The harsh realization is that Hurricane Harvey is not one time anomaly but something that we as a city and state will have to fight every single year. As gallery after gallery closes in Houston, it is becoming apparent that these are not isolated cases but a reflection on how the world around us is changing. As the future of these massive storms looms over us and the intensity of the Hurricane grows each season, it’s no longer speculation — it’s reality.

Running an arts space has its ongoing trials and tribulations, but it usually involves dealing with a sour month or two in terms of donations coming in or a drop in art sales. During Harvey, many spaces either remained closed for a month or two or saw an almost complete halt in operations for as many as four months. Today, we see a long and challenging path laid before us. More and more spaces are talking of reprogramming and rebranding to “weather the storm,” no pun intended. Recently, I was talking with a collector and long-standing contributor to the many institutions in town. The tone was very different in the conversation about the Houston art scene and their moments of solace.

“There is a lot to be taken into consideration,” said the collector. “While me and my family were lucky during Harvey, it was a huge eye opener.
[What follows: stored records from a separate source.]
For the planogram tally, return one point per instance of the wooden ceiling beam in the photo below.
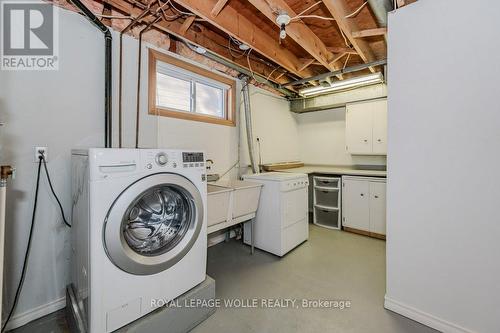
(339, 11)
(218, 7)
(402, 3)
(341, 49)
(187, 24)
(238, 26)
(299, 32)
(306, 63)
(369, 32)
(207, 39)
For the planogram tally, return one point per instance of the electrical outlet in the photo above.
(39, 150)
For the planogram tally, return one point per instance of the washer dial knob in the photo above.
(161, 159)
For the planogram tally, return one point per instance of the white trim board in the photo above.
(21, 319)
(423, 317)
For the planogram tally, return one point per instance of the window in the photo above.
(182, 90)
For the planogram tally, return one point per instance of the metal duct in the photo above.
(380, 9)
(248, 121)
(107, 70)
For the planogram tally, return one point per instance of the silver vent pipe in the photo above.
(380, 9)
(248, 120)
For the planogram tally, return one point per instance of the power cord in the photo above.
(30, 237)
(27, 254)
(42, 158)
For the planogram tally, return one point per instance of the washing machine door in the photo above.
(153, 223)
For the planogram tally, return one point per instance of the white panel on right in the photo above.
(443, 228)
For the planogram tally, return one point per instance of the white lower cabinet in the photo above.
(363, 205)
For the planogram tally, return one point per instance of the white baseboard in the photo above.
(23, 318)
(219, 238)
(423, 317)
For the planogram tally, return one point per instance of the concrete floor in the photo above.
(332, 265)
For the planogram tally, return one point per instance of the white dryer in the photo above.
(139, 232)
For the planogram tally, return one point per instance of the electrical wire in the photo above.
(250, 66)
(231, 49)
(28, 247)
(117, 17)
(178, 10)
(307, 9)
(346, 60)
(356, 12)
(300, 16)
(54, 192)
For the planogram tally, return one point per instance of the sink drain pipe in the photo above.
(107, 69)
(248, 120)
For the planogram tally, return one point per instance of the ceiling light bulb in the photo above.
(200, 50)
(282, 32)
(243, 47)
(282, 20)
(355, 82)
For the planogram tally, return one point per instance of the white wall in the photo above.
(322, 139)
(64, 109)
(443, 229)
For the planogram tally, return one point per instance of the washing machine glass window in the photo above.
(153, 223)
(157, 219)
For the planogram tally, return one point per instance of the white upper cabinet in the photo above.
(366, 128)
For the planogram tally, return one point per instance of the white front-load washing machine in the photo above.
(139, 232)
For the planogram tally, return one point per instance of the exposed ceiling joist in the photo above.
(339, 11)
(341, 49)
(299, 32)
(218, 7)
(207, 39)
(238, 26)
(306, 63)
(187, 24)
(369, 32)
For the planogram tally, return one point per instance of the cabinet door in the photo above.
(356, 204)
(377, 207)
(359, 128)
(379, 109)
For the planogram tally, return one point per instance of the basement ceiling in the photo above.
(328, 35)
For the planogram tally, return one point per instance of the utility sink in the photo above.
(231, 202)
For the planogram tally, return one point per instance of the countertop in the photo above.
(337, 170)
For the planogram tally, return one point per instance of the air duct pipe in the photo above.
(107, 69)
(380, 9)
(248, 120)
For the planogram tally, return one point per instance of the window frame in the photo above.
(229, 102)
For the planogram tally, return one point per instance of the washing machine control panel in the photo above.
(193, 160)
(156, 159)
(161, 158)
We saw many of our near and dear lose everything. It was heartbreaking and an ongoing rebuilding process. We are clearly still involved in helping to build our institutions, but we have to be mindful of the future now more than ever. Me and my family have to be financially prepared to be uprooted completely, and that is a scary thought”.

The hurricane season is upon us, and the year anniversary of Harvey is only a month away. The galleries, non profits, and like have gone through a year of constant struggle and have begun to start a new dialogue. While as terrifying as this new chapter can be, there are still positive conversations and hope for what can be made of the future. Spaces have started group projects, new collaborations, and events in solidarity, as well as challenging past ideas of structure. The creative community has a solid vein of resiliency running throughout. While the months and years ahead are unclear, the original foundations remain sound. It’s the ideas of what we will rebuild on top that is the topic of conversation now.